In a recent project posting a lumberjock had used battens to flatten a curling sign he had built. It brought to mind an experience I had using battens.
When I retired from teaching, I got a part time job at a local wood shop. It was like I died and went to heaven. Using great power tools with wood that I didn’t have to pay for, who could want for more. One of the first things that struck me was the tremendous amount of scrap generated by the shop. I could not bring myself to toss wood into the dumpster, so with the boss’s and my wife’s permission I carried home a load of oddball pieces almost every evening.
All of the doors we made were cope and stick. We would run hundreds of feet of molding at a time. When it came time to build a door we would try to select wood for grain and color match. After a while the was a large stack of material laying around. I decided to use this to build a workbench based on a modified child’s dresser.

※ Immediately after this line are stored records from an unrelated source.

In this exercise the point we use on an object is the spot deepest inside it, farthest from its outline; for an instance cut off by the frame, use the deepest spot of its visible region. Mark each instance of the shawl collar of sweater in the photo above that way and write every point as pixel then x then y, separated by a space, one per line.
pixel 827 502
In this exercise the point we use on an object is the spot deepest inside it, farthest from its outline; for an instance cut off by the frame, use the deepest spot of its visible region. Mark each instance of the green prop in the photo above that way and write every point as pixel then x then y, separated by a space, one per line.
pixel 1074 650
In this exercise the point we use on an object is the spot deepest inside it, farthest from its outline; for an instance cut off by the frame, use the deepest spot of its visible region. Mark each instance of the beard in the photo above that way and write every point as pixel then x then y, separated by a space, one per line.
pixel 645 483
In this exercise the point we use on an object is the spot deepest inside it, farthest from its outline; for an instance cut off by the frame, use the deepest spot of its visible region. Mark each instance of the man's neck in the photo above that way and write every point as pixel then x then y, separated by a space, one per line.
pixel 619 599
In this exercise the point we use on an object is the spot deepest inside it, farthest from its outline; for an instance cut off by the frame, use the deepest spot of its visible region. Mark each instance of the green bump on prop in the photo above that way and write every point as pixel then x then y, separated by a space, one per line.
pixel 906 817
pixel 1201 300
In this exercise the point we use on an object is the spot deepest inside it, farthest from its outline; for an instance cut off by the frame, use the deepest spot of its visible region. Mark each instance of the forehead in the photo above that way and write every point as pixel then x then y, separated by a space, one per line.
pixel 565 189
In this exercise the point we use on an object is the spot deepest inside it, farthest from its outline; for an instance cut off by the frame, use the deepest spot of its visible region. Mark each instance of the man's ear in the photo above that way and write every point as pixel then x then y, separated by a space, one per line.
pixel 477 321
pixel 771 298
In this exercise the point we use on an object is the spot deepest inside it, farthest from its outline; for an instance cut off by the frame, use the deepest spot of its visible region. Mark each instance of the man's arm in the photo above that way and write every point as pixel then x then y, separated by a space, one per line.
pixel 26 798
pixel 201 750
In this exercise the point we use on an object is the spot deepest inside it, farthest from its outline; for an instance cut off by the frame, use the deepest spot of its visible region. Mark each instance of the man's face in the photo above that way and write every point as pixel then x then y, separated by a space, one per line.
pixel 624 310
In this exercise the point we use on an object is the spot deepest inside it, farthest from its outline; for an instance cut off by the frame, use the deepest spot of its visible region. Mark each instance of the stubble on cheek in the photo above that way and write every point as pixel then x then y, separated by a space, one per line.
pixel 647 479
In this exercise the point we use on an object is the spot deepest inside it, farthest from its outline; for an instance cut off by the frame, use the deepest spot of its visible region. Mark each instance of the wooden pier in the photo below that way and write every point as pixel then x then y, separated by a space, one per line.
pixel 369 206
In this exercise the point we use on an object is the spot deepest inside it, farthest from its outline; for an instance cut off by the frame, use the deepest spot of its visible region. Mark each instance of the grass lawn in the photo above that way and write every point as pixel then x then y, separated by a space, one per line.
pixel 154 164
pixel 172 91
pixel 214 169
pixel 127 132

About the time I was finishing the bench we got in a large load of American Beech to build a line of children’s furniture. I purchased enough lumber to build a top for my bench. The wood was rough sawn and had to be milled. The glue up was an experience in itself. To give the top some thickness, I doubled up the wood on the edges. To compensate for the thick edge, I put battens on the back of the top. ( Do you see where this is going?) I had built the bench during the summer in my basement workshop. I have a dry basement, but it’s still a basement. To add one more little element to this drama, I treated the benchtop with a light coat of penetrating oil, top only. As soon as the furnace came on in the fall the top began to cup. I hoped that if it didn’t get too bad I could build a router sled and flatten it. So I decided to give it a little time. About a week later I was enjoying a cup of coffee when I heard a loud bang from the basement. The first thought I had was a water pipe had exploded. I raced to the basement expecting to see water shooting across the room. No such luck. What I found was my beautiful beech workbench top split right down the middle. The crack was a half inch wide running the entire length of the top. Total ruin. The best that I can figure is that the moisture level was a little high from being in the basement. Putting an oil finish on only one side contributed to uneven drying. The battens were the icing on the cake allowing the pressure to build up until the were released explosively. The moral of the story is you can’t fool mother nature and you can’t ignore wood movement. Today the bench has a built up top made of two layers of mdf and tempered masonite. Very stable, very serviceable, and very ugly! Oh well.